Larry Behrens, a former spokesman for Gov. Susana Martinez as well as a spokesman for House Republicans, now works for Power the Future. No, that’s not some old Public Enemy album. It’s a Washington, D.C.-based organization that bills itself as “the voice of energy workers pushing back on radical green groups and the ideologues who fund them.”

Power the Future doesn’t like New Mexico’s new Energy Transition Act. Thus, a few weeks ago, Behrens filed a public records request with the Legislative Council Service asking for various emails and other communications to and from Sen. Jacob Candelaria, D-Albuquerque, related to the energy legislation.

I don’t know exactly what Behrens wanted to do with these emails. Typically, advocacy groups of any political stripe make such requests to make the other side look bad. It’s a routine occurrence and nothing to be shocked at. Sometimes, I suppose it’s possible they’re looking for potential weaknesses in the bill. And if I want to put on my goody two-shoes, maybe he only wanted to learn more about the legislative process. (Yeah, that’s the ticket!)

But the truth is, it’s nobody’s business what he wanted to do with the emails. State law gives us all the right to inspect most records from public agencies — advocacy groups, lawyers, political parties, energy workers and their “voices,” radical green groups, reporters, everyone. State agencies have to let citizens look at their records.

Except one.

In mid-September, Behrens received a reply from Raul Burciaga, director of the Legislative Council Service. He said his agency found about 376 emails responsive to Behrens’ request. However, Burciaga told him that all but four of those were “confidential and privileged.”

Before we get mad at Burciaga, he can honestly say he’s just doing his job.

The main culprit was a rule passed by the Legislature near the end of the 2013 session.

At the time, there were still reverberations from the disclosure that Behrens’ old boss, Martinez, and her staff routinely communicated via private email. That set off calls for more transparency — including the Legislature.

Though plenty of lawmakers expressed shock and anger over the executive branch trying to keep its communications off government servers, few in the House or Senate supported a call by both the Republican governor and Attorney General Gary King, a Democrat who would run against Martinez in 2014.

And in fact, in a proud display of widespread bipartisan cooperation, both chambers joined hands and voted overwhelmingly for a new rule that would codify the exact opposite of transparency.

In the Senate, only one member, Sen. Pete Campos, D-Las Vegas, voted against the information clampdown.

In the House, it passed 48-16. Among the 16 in opposition, eight were Republicans and eight were Dems, including Rep. Brian Egolf, D-Santa Fe, who now is speaker of the House.

Jon Boller, a Legislative Council Service lawyer, explained the rule to me in an email last week.

The 2013 rule, he said, “addresses how all legislative agencies should handle [Inspection of Public Records Act] requests, and maintain confidentiality for any requests for service made to those agencies.

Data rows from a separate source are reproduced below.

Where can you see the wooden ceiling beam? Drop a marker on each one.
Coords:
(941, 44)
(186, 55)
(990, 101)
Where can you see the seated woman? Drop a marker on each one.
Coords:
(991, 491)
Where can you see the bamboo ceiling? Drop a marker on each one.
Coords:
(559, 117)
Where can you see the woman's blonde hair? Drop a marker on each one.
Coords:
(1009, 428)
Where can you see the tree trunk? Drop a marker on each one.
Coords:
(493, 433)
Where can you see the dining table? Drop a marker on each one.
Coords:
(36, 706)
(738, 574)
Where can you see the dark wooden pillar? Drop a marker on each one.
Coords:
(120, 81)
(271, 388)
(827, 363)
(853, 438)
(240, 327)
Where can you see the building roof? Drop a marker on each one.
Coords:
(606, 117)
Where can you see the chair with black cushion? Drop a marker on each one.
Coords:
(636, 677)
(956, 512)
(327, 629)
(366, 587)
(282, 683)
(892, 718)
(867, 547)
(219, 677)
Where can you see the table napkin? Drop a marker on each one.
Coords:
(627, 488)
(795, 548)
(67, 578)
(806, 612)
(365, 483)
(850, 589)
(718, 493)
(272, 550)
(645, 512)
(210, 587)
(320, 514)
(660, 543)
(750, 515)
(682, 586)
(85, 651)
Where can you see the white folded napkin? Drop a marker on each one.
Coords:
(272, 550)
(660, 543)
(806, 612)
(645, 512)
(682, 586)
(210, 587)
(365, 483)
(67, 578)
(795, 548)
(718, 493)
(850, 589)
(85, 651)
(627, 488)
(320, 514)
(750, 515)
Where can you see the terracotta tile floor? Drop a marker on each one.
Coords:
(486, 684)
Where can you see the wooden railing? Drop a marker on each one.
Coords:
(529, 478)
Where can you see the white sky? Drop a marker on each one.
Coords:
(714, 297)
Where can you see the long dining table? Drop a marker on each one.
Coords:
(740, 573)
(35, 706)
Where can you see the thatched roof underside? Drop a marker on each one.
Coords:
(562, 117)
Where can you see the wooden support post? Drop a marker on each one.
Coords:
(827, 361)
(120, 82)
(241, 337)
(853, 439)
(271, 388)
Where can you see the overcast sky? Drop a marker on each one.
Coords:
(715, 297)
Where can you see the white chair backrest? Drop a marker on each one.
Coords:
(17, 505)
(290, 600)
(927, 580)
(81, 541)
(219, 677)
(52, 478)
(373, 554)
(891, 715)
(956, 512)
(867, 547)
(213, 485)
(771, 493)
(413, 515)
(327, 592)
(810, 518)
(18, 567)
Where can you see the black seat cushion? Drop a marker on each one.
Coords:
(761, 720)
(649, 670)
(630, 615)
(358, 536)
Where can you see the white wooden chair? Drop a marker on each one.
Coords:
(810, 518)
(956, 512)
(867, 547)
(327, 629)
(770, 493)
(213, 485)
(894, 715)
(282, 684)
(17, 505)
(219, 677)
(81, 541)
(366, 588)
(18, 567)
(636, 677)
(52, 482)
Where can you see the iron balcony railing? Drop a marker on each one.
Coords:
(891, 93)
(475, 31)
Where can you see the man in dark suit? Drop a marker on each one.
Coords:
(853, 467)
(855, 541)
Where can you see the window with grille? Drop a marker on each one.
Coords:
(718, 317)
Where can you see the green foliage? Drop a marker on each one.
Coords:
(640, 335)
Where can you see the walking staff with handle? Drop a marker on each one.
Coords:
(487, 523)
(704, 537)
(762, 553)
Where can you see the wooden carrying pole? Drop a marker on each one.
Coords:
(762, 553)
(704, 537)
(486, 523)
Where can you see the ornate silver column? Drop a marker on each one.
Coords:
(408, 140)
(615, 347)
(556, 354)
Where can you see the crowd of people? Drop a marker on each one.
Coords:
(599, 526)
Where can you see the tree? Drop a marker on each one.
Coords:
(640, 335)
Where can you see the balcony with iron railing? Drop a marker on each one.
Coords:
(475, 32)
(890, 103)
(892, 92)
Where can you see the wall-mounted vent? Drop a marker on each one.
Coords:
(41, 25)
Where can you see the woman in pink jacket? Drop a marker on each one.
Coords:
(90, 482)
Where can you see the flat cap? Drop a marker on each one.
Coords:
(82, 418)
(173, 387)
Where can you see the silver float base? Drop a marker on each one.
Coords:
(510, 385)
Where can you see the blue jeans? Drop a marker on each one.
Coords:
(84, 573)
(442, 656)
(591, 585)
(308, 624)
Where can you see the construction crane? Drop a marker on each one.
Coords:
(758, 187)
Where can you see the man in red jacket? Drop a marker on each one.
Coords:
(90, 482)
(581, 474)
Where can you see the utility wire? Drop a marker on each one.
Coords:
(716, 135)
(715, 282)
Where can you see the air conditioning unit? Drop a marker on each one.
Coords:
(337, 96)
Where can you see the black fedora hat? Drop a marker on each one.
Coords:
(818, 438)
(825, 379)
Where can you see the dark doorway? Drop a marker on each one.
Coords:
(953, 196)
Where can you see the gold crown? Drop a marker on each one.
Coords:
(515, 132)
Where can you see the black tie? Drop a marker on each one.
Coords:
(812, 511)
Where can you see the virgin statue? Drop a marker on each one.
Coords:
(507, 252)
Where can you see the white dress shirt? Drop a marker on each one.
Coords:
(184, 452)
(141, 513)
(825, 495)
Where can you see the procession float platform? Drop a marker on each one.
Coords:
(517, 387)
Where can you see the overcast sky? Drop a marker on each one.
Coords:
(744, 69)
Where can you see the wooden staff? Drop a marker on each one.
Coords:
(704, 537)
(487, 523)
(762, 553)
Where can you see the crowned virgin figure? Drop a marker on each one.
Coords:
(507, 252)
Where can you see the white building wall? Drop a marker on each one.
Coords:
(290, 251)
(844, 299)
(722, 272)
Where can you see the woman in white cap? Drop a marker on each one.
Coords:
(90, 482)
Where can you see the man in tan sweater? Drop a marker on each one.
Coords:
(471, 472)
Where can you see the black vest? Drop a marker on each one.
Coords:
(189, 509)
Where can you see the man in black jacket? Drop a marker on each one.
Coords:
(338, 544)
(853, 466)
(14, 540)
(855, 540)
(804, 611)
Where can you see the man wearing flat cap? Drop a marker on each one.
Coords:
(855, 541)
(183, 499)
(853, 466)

Thus, information related to drafting or amending a bill would be confidential, while any bill, substitute or amendment introduced in committee or on the floor would be a public record subject to disclosure.”

Of the 376 emails the Legislative Council Service withheld from Behrens, 346 were communications between the energy bill’s sponsor, Candelaria, and Julia Barnes, a policy analyst for Egolf.

I sincerely doubt there’s anything sinister in any of the “confidential and privileged” emails. But because they haven’t been released, we’ll never really know.

But besides the 2013 rule, the other reason given in Behrens’ rejection letter for keeping those emails secret was the “privileges and immunities” clause of the state constitution.

“In short, legislative privilege protects lawmakers from being compelled to provide testimony or produce documents related to their official legislative actions,” Boller wrote. “Courts have also recognized that the privilege extends beyond speeches and debate on the floor of the chamber to other acts that relate to an integral part of the deliberative and communicative process of legislating, such as information gathering, conducting investigations and publishing reports.”

I’m not a lawyer, but this seems like a big stretch of the original intent.

For one thing, one section of the clause never has been enforced. “And [legislators] shall not be questioned in any other place for any speech or debate or for any vote cast in either house.”

If taken literally, then I and every other Capitol reporter violates the constitution virtually every day during a session. It’s our job to question these guys.

Maybe I shouldn’t have pointed that out.